Even with their new addition, the New England Revolution aren't exactly the Club of Death. But Jermaine Jones should, right off the bat, make them significantly better than they were through the first two-thirds of the 2014 season – and that may be enough to get them a spot in the Eastern Conference playoffs.
The Revs currently play a 4-1-4-1 that often looks like a 4-3-3 as Diego Fagundez and the other winger – often Teal Bunbury, but lately Kelyn Rowe – push up higher into the attack. One wide player (usually Fagundez on the left) pinches inside late in attack while the other plays tighter in possession. The central midfield trio – which is where Jones will slot – shares box-to-box duties.
It's a fairly standard and intuitive lineup that just hasn't quite worked, mostly for defensive reasons. New England's got two wins since the end of May, against tail-spinning Colorado and death-spiraling Chivas TBD. They've proved relatively easy to beat with 12 losses, seven of those by multiple goals.
Much of New England's struggles are down to the lack of a true field general in central midfield – a Michael Bradley, a Benny Feilhaber or even a Gonzalo Pineda. Lee Nguyen is a creator who plays something close to a pure No. 10 role; so does Rowe when he's deployed in central midfield, and the same goes for Daigo Kobayashi. That leaves a larger portion of defensive work for the lone d-mid.
I mentioned Bradley, Feilhaber and Pineda because Jones will bring to the Revs a bit of what they each add to their respective teams. Those three guys all have slightly different skillsets and play slightly different roles, but they have roughly equivalent functions: control where on the field the game is played, and do it from central midfield. In so doing, those three put their own team's true attackers in positions to do serious damage (while I typed that Dom Oduro just biffed another Bradley through-ball into the 12th row, but hey, it happens).
Here's what I mean by controlling the game:
For more on Centrality in particular, please read Devin Pleuler's excellent column from last week.
Now, even as they fill a similar role for their teams, they go about it in different ways:
Jones is a safe bet to be somewhere in the middle of them. He's born and bred in Germany, so we know we can hit the long-ball:
But we also know he can play keep-ball a little bit when he's locked in.
"Locked in" will be an issue on the other side of the ball as well. Here's what I wrote way back in Week 3:
New England were a trendy pick to compete at the top of the East this season, and on the face of it, it makes sense: They were a young team in 2013 that jelled and improved, and why shouldn't that continue?
Because now they've been scouted, and now they're being overrun in central midfield. And that's causing a cascade of positional issues that's led to this early-season sputter.

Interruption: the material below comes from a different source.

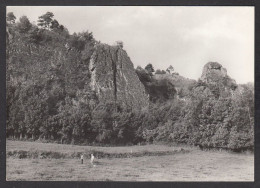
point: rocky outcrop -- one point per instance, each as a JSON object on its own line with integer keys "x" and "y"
{"x": 113, "y": 77}
{"x": 215, "y": 73}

For a variety of reasons – mostly injuries, but partially the run of white-hot form New England hit in mid-spring – Heaps didn't stick with the double pivot. With Jones in town, he will.
Jones is not a No. 6, even if he tackles like one. He's going to roam all over the field chasing the ball, acting as a No. 8, and that means the Revs are going to have that physical presence they've been missing – someone whose first job is making the opponent struggle playing through the most profitable parts of the field.
USMNT fans are probably saying "Yeah, but that never worked with Jones and Bradley!" and I'd totally agree. That's because Bradley, like Jones, is a No. 8, a box-to-box midfielder who just can not (will not) be tethered to a particular spot. But put Kyle Beckerman behind them...
Now, Caldwell is no Beckerman. But he's smart, and he's a good passer, and he's shown exactly zero selfishness so far this season. If Heaps says "Scott, hold your ground and make sure it's easier for Jermaine to run around like a shin-seeking missile," that's just what Caldwell will do.
It will work. Jones will surely run himself out of some plays, and will occasionally have "effort" failures like this:
That's him simply failing to track Celso Borges, leaving DaMarcus Beasley to defend the back post 1-v-3 on a break. At 32, that's not something Jones is going to "work through" – it's just who he is as a player.
And honestly, it's not enough to find the slightest bit of negativity in this from a New England point of view. The Revs got exactly the kind of midfield presence they needed, and Jones should fit seamlessly with the talent that's already there.